Make them extra angry.
And what was she going to get out of it? Fame? Some. That just made her a bigger target.
Money? She had a stupendous amount stashed away. And the ability to score more from a variety of things if it got tight. With Armand’s help, she’d made enough to live quite comfortably for at least a year, just in one night.
And what had it gotten her?
Hiding in a hotel. Sneaking out in disguise and seducing complete strangers. Or letting them seduce her. Armand and Erika had both been wild cards in her planning that just showed Carlota how much the rest of her life had gotten bland and almost banal.

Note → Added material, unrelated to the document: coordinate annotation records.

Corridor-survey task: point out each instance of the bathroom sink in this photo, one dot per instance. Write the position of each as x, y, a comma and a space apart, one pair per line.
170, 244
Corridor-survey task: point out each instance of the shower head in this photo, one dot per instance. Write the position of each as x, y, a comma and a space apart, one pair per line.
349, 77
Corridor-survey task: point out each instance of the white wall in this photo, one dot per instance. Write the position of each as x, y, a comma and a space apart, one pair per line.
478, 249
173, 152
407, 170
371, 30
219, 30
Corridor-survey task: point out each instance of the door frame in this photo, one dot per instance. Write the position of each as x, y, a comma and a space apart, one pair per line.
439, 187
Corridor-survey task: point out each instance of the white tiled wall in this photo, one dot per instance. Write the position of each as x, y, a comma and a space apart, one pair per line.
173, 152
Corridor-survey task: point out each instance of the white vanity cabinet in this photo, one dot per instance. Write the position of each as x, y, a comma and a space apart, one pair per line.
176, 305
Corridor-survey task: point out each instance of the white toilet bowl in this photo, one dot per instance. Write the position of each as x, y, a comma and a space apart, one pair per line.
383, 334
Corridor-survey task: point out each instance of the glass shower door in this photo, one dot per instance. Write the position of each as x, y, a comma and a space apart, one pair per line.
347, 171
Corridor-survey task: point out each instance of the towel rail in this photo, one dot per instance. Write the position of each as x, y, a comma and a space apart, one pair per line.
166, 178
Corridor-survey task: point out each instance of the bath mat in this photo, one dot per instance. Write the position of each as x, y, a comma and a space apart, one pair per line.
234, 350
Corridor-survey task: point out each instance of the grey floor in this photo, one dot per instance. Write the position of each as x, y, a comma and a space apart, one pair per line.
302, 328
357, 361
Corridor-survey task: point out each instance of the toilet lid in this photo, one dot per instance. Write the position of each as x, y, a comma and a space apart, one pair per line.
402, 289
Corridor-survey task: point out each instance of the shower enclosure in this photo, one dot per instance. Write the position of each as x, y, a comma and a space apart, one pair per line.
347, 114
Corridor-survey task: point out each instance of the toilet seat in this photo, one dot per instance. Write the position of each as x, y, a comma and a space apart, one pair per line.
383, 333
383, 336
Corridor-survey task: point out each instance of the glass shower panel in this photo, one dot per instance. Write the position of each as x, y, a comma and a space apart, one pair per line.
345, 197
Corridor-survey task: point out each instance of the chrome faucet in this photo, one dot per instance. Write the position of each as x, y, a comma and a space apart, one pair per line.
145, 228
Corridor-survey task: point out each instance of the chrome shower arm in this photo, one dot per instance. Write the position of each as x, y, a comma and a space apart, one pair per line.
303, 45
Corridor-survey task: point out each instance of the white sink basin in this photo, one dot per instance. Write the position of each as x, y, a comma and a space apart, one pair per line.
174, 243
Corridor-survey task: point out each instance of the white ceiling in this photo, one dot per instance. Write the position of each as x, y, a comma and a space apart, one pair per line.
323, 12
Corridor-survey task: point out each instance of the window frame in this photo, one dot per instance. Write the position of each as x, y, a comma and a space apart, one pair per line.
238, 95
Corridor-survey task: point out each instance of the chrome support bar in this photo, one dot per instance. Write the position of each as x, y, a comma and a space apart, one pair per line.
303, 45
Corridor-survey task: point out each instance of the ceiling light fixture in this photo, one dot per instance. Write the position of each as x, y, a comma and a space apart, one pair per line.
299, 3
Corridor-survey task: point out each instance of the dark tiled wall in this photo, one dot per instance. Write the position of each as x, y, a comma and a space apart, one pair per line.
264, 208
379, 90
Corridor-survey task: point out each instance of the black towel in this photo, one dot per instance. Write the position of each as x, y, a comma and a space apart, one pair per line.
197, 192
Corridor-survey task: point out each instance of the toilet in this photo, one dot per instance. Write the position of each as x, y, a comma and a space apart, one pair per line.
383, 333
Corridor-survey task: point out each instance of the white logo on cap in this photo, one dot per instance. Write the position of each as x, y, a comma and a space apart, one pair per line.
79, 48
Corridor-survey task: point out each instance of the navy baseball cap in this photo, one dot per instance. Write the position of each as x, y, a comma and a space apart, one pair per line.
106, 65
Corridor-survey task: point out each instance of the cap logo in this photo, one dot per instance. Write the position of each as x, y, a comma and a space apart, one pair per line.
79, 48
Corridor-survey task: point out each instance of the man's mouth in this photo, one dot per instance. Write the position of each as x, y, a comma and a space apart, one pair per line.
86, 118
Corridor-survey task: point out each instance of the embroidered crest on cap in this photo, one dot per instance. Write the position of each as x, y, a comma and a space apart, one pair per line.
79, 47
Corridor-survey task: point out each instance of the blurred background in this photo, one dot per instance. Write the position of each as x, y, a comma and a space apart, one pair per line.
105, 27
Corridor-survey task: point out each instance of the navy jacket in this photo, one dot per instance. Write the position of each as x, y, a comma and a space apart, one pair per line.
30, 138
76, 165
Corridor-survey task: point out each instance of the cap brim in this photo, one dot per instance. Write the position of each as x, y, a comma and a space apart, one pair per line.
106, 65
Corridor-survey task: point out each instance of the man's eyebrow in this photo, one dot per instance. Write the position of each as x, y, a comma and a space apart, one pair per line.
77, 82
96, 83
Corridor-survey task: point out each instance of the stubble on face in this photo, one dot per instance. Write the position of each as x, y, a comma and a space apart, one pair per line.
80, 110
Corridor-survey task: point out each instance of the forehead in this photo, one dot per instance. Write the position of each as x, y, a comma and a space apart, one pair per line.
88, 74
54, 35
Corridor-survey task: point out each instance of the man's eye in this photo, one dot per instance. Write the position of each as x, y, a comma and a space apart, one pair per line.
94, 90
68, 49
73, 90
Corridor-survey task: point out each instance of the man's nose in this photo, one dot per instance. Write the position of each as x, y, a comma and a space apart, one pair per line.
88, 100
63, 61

She wasn’t living. She was marking time.
Until what?
Until when?
What was her endgame?
She came to almost a violent stop as it dawned on her. They were going to kill her.
Worse, she’d set the rules of the game such that she’d drawn all the hunters to Borlait so she could thwart them personally. There was no way off this planet, she was guessing, short of somehow smuggling herself out. Or stealing a ship and surviving making a run for it.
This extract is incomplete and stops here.